Almost every female I’ve spoken to about this admits she isn’t really yearning for a physical touch in her sexual encounters but is seeking a deep emotional caressing. We want to find our guy looking at and studying us. We want to hear our name whispered. We need him to listen to our words with all his heart. We want to “be known.”
I really think I began to feel known by my husband when he was still my boyfriend. You’ll probably laugh at my “eureka!” moment. You see, I’m an avid fan of hard-scooped vanilla ice cream drenched in hot fudge and topped off with bananas, nuts and whipped cream. Not one ingredient can be omitted or substituted. (No soft serve!) One night during finals week, at about midnight, I was studying when someone knocked on my door. It was a fellow dorm resident bearing a gift for me: a perfectly crafted vanilla ice cream, hot fudge, banana, nut and whipped cream sundae — with a note from Bob. Better than studying for his finals, my soon-to-be fiancé had been studying me. And I felt known in a way that began to draw my heart into his.
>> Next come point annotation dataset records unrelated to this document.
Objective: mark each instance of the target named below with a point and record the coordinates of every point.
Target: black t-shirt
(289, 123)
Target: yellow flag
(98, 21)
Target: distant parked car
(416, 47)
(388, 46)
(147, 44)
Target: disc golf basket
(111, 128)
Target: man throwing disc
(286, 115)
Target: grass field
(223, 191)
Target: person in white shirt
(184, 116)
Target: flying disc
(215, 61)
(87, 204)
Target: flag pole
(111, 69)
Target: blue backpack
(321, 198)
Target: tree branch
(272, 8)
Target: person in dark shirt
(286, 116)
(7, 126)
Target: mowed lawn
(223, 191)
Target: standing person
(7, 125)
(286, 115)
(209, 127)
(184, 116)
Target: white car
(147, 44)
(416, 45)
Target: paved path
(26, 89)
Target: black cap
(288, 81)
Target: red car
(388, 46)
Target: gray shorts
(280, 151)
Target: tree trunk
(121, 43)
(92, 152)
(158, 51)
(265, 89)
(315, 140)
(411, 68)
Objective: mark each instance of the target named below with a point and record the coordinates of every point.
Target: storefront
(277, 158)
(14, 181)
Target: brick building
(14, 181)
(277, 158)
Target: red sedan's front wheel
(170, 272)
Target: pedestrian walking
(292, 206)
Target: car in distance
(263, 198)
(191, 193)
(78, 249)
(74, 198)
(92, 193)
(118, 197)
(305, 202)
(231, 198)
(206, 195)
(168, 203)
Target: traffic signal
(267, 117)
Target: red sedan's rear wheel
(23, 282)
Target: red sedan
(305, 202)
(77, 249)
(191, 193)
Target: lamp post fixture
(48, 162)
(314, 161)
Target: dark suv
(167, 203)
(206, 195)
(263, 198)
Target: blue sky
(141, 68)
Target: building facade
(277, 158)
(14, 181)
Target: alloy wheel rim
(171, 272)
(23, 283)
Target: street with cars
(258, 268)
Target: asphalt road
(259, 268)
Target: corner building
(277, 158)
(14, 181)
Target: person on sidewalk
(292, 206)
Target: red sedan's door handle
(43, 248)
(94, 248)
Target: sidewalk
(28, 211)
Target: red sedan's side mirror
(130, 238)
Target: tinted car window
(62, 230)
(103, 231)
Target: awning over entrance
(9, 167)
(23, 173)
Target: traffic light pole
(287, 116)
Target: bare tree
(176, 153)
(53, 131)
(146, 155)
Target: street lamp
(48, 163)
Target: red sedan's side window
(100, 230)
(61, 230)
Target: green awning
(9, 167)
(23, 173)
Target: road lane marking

The latter part of the definition of yada — respect — tends to resonate with men. They want to know they have what it takes to receive your admiration. They yearn “to be deeply respected.” I’ve asked men from my hometown of State College, Pa., to the hidden corners of Africa what they want most in a relationship. Every one of them answers, “Respect.”
I’ve learned that I best respect my husband by affirming him and what he does. When we were in college, Bob was making money on the side by selling synthetic “shammys” at flea markets. (Yep, just like the ShamWow guy! Don’t be too quick to laugh. He had a ministage and sound system to demo the product, which he did in a hilarious and entertaining way. As a result, people bought his product by the armful, and he was making enough money to have several employees and buy himself a white sports car.) Introvert that I was (and am), I agreed to demo his product at the local Amish market. Something as simple as helping him sell his goods created a powerful physical and emotional drawing. He wanted me all the more because I acted in such a way that said, “I see what you do, and I respect you!”
I guess what I’m trying to say is this: hot fudge sundaes and shammys at an Amish market might not seem to have much to do with sex, based on the world’s presupposition that sex is primarily physical, but an emotional knowing and deep respect are essential ingredients to an intimate, lifelong connection.
Mingle the two — an emotional knowing and a deep respect — and you have yada.